Whilst most of these issues are dealt with in the company’s Articles of Association, there are privacy benefits attached with having an agreement as there is no legal requirement to file the document with Companies House. Therefore, the company will not be under an obligation to disclose the document to the public. The document is governed by contract law and any alterations and a decision to terminate it can be made by agreement of the members without the need to comply with the formalities as outlined in the Companies Act. Consequently, the shareholders can agree to deal with matters in the Shareholder Agreement which can be omitted from the company’s Articles of Association whilst safeguarding its confidential information.
A Shareholder’s Agreement will be particularly important in protecting the interests of minority shareholders by requiring unanimity when making some decisions. Examples include allotment and transfer of shares. The default position is that the majority will rule and therefore in practical terms once a 75% majority is met, any decisions can be taken without any regard the views of the minority shareholders.
Similarly, the agreement can be used to devise a mechanism to control the transfer of shares to restrict who may or may not acquire shares in the company. This mechanism can in fact import the ‘right of first refusal’ rule which can effectively prevent external investors from becoming members. For small businesses in particular, this can prove to be a useful means of retaining control.

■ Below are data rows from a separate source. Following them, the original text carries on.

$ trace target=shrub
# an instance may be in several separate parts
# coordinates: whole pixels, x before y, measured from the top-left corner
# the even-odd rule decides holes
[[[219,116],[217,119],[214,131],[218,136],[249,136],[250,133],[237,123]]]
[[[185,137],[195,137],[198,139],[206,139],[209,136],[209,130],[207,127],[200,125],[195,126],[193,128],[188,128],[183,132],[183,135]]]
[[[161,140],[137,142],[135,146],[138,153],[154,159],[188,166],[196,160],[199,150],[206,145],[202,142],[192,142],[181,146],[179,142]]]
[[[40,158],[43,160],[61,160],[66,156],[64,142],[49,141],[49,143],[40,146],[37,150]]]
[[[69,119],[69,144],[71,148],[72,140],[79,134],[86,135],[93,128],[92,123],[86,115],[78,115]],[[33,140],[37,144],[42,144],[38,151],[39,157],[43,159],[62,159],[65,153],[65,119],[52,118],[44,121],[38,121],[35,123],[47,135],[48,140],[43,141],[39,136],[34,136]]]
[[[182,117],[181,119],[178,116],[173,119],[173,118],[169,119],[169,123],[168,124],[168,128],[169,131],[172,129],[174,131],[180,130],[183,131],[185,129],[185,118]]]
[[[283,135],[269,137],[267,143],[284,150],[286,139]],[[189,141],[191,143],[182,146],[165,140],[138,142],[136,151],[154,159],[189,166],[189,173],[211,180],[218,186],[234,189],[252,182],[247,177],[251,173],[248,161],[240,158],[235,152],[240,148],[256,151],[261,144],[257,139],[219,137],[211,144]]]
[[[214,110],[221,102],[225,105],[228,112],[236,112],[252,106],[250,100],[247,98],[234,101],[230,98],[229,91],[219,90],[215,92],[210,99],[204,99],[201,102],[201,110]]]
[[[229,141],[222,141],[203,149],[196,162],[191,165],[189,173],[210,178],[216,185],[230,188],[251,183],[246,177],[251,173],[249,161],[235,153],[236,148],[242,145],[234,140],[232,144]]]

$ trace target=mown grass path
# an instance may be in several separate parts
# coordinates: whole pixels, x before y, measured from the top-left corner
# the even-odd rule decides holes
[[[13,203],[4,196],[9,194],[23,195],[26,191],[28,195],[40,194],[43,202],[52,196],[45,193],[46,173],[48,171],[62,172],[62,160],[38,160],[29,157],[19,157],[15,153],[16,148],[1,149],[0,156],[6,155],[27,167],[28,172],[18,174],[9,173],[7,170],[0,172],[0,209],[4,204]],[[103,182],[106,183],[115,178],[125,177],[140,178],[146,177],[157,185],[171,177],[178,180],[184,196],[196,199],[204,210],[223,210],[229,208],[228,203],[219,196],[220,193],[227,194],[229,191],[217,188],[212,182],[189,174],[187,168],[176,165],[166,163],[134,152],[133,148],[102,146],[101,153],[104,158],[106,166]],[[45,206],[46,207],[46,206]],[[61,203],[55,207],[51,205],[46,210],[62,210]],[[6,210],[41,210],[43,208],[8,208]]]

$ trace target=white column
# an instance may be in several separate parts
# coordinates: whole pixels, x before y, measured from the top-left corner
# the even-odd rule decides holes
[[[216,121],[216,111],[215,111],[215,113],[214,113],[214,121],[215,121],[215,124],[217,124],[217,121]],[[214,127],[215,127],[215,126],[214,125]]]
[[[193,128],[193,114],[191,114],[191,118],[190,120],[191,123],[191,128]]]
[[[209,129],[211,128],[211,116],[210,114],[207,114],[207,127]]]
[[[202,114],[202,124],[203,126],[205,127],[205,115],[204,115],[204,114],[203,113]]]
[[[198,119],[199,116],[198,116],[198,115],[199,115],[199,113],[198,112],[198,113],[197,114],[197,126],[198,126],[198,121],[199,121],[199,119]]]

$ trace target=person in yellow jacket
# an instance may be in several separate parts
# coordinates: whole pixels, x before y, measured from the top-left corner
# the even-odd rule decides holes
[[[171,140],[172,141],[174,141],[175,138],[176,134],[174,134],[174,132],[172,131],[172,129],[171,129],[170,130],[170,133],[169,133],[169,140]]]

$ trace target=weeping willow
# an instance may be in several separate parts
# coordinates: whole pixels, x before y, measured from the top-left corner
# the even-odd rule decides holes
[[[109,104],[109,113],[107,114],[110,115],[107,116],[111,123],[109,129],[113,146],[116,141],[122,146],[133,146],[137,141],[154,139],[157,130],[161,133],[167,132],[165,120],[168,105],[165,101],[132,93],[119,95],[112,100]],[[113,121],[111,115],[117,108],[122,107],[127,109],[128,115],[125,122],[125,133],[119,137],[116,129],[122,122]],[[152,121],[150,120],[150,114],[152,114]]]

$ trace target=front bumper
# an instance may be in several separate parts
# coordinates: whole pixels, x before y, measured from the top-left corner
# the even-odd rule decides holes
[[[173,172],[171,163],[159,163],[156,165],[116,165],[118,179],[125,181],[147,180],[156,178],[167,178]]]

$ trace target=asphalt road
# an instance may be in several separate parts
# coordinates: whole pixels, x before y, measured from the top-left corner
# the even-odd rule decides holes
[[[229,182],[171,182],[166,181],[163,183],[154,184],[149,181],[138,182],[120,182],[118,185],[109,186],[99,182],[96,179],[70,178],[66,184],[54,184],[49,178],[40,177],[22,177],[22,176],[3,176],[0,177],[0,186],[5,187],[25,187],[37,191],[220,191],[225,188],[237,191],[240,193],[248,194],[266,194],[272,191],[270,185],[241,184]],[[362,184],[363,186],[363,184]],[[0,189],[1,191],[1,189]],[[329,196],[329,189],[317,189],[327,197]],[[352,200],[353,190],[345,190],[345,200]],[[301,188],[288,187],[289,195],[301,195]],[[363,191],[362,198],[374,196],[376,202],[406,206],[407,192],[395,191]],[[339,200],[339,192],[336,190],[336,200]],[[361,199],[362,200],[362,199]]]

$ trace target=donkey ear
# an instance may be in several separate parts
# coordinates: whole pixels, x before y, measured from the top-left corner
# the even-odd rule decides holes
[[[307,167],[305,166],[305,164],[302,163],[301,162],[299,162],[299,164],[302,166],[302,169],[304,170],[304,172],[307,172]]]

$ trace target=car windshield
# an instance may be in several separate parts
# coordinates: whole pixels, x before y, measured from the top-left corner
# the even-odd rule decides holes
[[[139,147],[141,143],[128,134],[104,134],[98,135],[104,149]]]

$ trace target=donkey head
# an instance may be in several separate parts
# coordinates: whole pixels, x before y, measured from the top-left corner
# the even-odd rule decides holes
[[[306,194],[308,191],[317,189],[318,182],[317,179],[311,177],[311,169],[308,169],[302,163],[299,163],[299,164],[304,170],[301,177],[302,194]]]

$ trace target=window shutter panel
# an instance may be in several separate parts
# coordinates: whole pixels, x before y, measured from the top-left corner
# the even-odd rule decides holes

A company will no doubt want to benefit from the fruits of its own labour and therefore protect the interests of the company and its remaining shareholders. A Shareholder’s Agreement can therefore contain provisions which are stricter than those contained in a standard employment contract. This can prove to be a useful tool when a member seeks to exit and therefore, the company can be assured that it is protected from competing business from its ex-members.
Also, disputes in some cases are inevitable. Therefore a Shareholder’s Agreement can be utilised in providing a dispute resolution procedure including arbitration. It is impossible to provide a medium to deal with every eventuality. However, is important for the agreement to be within the framework of company law; for example ensuring that the shareholders are not deprived of their basic rights.